O desrespeito à Constituição e ao ordenamento jurídico por quem tinha o dever de lhe ser fiel e a ausência de consequência pelas violações aos direitos fundamentais abriu a porteira para que os senhores da truculência se sentissem autorizados ao pleno desrespeito ao Estado de Direito e à democracia. A Liga das Escolas de Samba deu uma lição que deveria valer em todo o ano e em todas as instituições: vale o que está escrito. A Constituição também deveria valer pelo que nela contém.

Ulisses Guimarães, na promulgação da Constituição em 05 de outubro de 1988, disse que: “A Constituição certamente não é perfeita. Ela própria o confessa ao admitir a reforma. Quanto a ela, discordar sim! Divergir, sim! Descumprir, nunca! Afrontá-la, jamais! Traidor da Constituição é traidor da Pátria. Conhecemos o caminho maldito: Rasgar a Constituição, trancar as portas do parlamento, garrotear a liberdade, mandar os patriotas para a cadeia, o exílio e o cemitério! Quando, após tantos anos de lutas e sacrifícios, promulgamos o estatuto do homem, da liberdade e da democracia, bradamos por imposição de sua honra. Temos ódio à ditadura. Ódio e nojo. Amaldiçoamos a tirania onde quer que ela desgrace homens e nações, principalmente na América Latina”. Ulisses guiou o povo para a liberdade e, tal como Moisés, seu corpo não foi encontrado.

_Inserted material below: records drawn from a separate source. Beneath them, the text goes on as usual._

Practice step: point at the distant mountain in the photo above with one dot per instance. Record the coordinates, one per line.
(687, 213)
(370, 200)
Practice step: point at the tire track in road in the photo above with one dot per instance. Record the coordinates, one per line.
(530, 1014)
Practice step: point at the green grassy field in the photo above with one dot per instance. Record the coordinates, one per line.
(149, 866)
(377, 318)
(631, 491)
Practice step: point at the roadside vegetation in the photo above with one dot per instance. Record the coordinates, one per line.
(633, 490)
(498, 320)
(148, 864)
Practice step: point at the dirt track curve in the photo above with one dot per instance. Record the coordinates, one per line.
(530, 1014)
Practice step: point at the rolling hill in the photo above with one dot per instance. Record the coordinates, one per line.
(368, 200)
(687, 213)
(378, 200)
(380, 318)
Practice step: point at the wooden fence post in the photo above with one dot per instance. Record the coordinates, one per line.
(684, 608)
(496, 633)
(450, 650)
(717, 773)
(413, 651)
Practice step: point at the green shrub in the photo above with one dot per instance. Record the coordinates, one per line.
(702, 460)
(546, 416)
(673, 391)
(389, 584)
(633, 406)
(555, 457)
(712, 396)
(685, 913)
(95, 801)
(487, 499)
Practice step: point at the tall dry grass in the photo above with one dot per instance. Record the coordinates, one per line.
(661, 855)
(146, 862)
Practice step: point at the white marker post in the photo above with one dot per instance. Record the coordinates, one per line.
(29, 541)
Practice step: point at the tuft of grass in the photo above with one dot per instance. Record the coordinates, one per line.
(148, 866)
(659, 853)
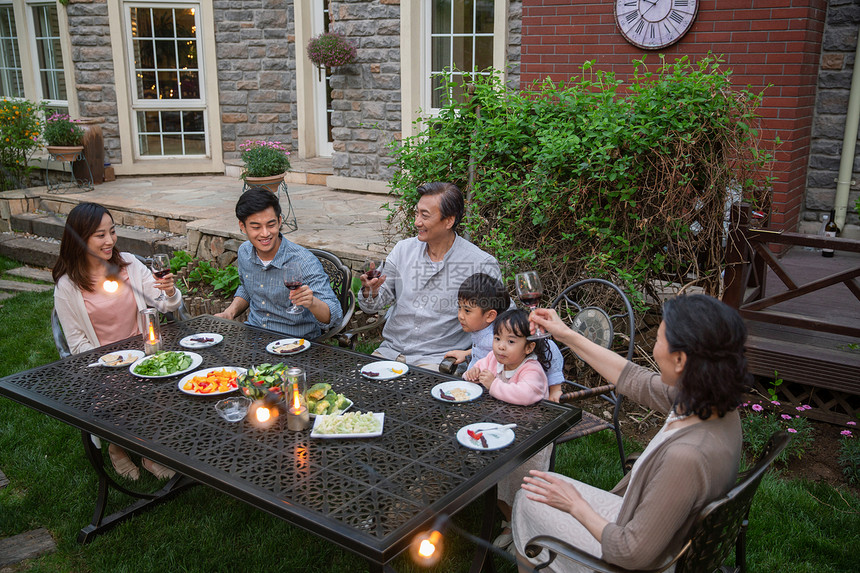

Durante a ditadura empresarial-militar o presidente nacional da OAB foi chamado de interlocutor da sociedade civil com o governo. Tal interlocução atestava o divórcio entre a sociedade civil e o Estado que deveria ser a expressão dela. Neste cenário sombrio, enquanto o palhaço convoca golpe os donos do circo contabilizam os lucros, tal como fizeram em tempos passados nos quais financiaram grupos de repressão. Neste carnaval, não tivemos apenas uma lição sobre imparcialidade. Tivemos também enredos exaltando a fraternidade e a cultura enquanto agentes do Estado exaltam a truculência, a ignorância e a ditadura. A campeã no Rio com o enredo "Viradouro de alma lavada" tratou do grupo das Ganhadeiras de Itapuã, quinta geração de mulheres que lavavam roupa na Lagoa do Abaeté e faziam outros serviços em Salvador em busca da compra de sua alforria. A Unidos da Tijuca homenageou Evando Santos, o pedreiro que montou o Centro Cultural e Biblioteca Comunitária Tobias Barreto, no Largo do Bicão, e, com doações, ajudou a criar bibliotecas comunitárias pelo Brasil. Num dos carros alegóricos estava Francisco Olivar Vavá, um livreiro de rua que fica na saída do Metrô da Carioca, e aos sábados na Praça 15, ajudando na difusão da cultura do livro. O carnaval serviu para documentar o divórcio entre a sociedade e as instituições, a distância entre a beleza da cultura popular e a ignorância truculenta que nos governa, bem como o conflito inconciliável entre o mundo do trabalho e o mundo do capital.